In Diffie-Hellman, the goal is to find:

$$(a^b)^c \mod d \equiv (a^c)^b \mod d$$

Alice has $b$ and Bob has $c$. $a$ and $b$ is pre-determined and known to Eve.

Exponentiation property of mod says that it is the same as:

$$(a^c \mod d)^b \mod d \equiv (a^b \mod d)^c \mod d$$

which is the key to making this work. This can be easily proved using binomial theorem for example.

Alice transmits $a^b \mod d$ and Bob transmits $a^c \mod d$.

Alice creates his key using:

$$(a^c \mod d)^b \mod d$$

Bob creates his key using:

$$(a^b \mod d)^c \mod d$$

which are same.

My question is, there is no known way to deduce this from $a^b \mod d$ and $a^c \mod d$, i.e the transmitted messages which Eve is listening to?

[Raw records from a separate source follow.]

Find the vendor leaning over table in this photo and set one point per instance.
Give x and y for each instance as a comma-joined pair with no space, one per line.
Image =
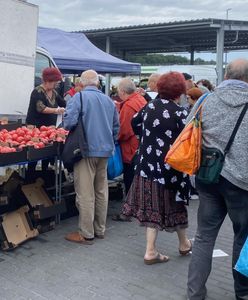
45,105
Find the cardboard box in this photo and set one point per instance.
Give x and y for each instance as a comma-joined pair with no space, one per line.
48,151
45,225
42,206
16,228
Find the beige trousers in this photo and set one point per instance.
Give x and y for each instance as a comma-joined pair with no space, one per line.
91,187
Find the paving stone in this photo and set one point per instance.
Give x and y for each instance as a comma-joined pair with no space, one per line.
49,267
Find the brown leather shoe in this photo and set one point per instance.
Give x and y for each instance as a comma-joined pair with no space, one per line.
76,237
99,236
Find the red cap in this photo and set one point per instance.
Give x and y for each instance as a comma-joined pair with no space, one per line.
51,74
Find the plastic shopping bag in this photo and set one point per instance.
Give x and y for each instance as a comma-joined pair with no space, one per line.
242,263
115,165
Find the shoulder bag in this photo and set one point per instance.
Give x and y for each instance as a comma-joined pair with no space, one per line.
185,153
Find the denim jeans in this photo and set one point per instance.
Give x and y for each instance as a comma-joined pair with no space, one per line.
216,201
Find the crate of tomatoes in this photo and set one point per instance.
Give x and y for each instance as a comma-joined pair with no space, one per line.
29,143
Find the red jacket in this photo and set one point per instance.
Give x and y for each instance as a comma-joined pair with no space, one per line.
127,139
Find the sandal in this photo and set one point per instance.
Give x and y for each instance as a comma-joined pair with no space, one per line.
186,252
159,258
121,218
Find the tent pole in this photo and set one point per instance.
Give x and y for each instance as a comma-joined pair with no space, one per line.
219,53
192,54
107,86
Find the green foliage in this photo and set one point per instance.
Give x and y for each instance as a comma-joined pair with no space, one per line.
160,59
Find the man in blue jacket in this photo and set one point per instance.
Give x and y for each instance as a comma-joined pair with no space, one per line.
101,123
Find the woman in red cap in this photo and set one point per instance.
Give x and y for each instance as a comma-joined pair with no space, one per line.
45,103
44,107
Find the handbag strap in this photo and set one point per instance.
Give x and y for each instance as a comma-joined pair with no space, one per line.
81,106
200,104
241,116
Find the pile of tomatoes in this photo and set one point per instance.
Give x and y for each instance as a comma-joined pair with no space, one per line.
16,140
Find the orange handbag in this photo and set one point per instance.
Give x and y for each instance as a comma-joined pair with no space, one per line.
185,153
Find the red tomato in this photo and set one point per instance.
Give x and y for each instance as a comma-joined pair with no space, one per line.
43,128
20,139
14,136
41,145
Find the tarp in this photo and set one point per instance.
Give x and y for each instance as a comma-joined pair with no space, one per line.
74,53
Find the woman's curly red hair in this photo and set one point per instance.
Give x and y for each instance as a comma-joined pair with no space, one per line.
171,85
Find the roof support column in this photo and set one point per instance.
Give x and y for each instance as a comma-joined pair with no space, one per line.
219,53
192,56
107,78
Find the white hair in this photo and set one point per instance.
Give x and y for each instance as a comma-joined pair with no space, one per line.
89,77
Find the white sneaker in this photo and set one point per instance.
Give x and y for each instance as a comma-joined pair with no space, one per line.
194,197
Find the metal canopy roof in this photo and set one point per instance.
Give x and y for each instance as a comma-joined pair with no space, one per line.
183,36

The reason for this doubt is that there is some 'reduced' information in the transmitted information, and Eve has access to both these transmitted information. So I was wondering if it can be constructed somehow?

Answer 1

The problem is called the Discrete Logarithm Problem (DLP) and well studied and research still working.

If you want look to the problem with a nice overview, look at the Joux nice paper. From the conclusion;

The most difficult challenge for discrete logarithms is probably the search for a subexponential algorithm that would apply to general elliptic curves defined over large characteristic fields. However, even finding new Index Calculus algorithms to cover additional special cases of curves is already a very challenging and fascinating problem in this field of research.

And this nice question might give you some idea, too.

Apart from the solving the DLP, there is a man in the middle attack for Diffie-Hellman key exchange.